The results come from analysis of cumulative data collected by The Williams Institute, an LGBT policy and research think tank housed at the University of California, Los Angeles's School of Law. Williams Distinguished Scholar M.V. Lee Badgett and senior counsel Christy Mallory authored the reports, which offer insight into the marital habits of LGBT Americans, now that residents of 35 states and the District of Columbia can legally tie the knot.
First, the Williams Institute found that female same-sex couples accounted for more of the newly legal unions than male couples. Although female couples accounted for 51 percent of all same-sex couples in the U.S., women comprised 64 percent of the same-sex couples who formalized their relationship with legal recognition in the form of marriage, civil unions, or domestic partnership. That's "a much higher proportion than would be expected," the researchers wrote.
Those same-sex couples who did marry were also less likely to divorce than heterosexual couples, the researchers discovered. The average divorce rate for same-sex couples was just 1.1 percent annually, compared to an annual average of 2 percent divorce rate for heterosexual couples. When data sets were expanded to include dissolutions by same-sex couples in any type of legally recognized relationship (including civil unions and domestic partnerships), the rate increased to 1.6 percent annually -- still lower than the average rate of heterosexual divorces.
"In early 2014, the Williams Institute collected administrative data on marriages, civil unions, and domestic partnerships of same-sex couples in the 23 states that offered these statuses at the time data collection began," the researchers write. "Two states provided data on divorces: New Hampshire and Vermont. Six states provided data on civil union and domestic partnership terminations: California, D.C, New Hampshire, New Jersey, Washington, and Wisconsin."
Overall, the studies reflect what the Williams Institute calls "The Windsor Effect," a reference to the landmark case at the Supreme Court that struck down the so-called Defense of Marriage Act, Windsor v. U.S. Where the number of same-sex marriages had begun to level off in states that had marriage equality before the June 2013 decision in Windsor, the marriage rate in picked up significantly in the wake of the Windsor decision.
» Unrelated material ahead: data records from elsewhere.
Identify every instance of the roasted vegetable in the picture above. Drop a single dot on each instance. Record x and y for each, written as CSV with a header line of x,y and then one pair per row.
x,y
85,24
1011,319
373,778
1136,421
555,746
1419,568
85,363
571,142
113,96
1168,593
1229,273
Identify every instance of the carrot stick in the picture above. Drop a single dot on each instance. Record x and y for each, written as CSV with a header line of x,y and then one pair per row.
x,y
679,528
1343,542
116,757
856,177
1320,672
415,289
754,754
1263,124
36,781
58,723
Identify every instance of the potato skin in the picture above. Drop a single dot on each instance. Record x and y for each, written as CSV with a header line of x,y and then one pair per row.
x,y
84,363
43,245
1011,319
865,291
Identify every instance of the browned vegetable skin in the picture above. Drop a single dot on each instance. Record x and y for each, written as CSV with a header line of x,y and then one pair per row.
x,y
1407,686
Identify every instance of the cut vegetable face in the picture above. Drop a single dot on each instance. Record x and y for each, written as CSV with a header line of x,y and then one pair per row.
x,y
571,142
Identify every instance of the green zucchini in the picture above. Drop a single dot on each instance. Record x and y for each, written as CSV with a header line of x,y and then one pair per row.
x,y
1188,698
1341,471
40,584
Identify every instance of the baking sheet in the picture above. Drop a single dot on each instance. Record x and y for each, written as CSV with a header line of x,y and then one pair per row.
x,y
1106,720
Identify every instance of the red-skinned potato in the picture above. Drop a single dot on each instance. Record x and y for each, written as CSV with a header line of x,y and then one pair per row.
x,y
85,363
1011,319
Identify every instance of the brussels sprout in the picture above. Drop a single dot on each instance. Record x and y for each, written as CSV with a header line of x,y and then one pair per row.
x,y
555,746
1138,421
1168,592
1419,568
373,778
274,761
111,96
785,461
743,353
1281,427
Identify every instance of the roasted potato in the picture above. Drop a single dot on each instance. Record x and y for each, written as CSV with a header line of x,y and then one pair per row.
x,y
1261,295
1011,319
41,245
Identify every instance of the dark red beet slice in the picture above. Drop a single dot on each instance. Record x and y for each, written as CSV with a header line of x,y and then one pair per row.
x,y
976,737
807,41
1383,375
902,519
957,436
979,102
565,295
"Before 2013, the number of weddings in Connecticut, New Hampshire, and Vermont decreased each year as the pent-up demand for wedding played itself out," wrote researchers. "In 2013, the number of weddings jumped in all three states, reversing that earlier downward trend and suggesting that the Windsor decision may have contributed to more marriages. ... Across the three states, the number of same-sex couples who married nearly doubled from 2012 to 2013."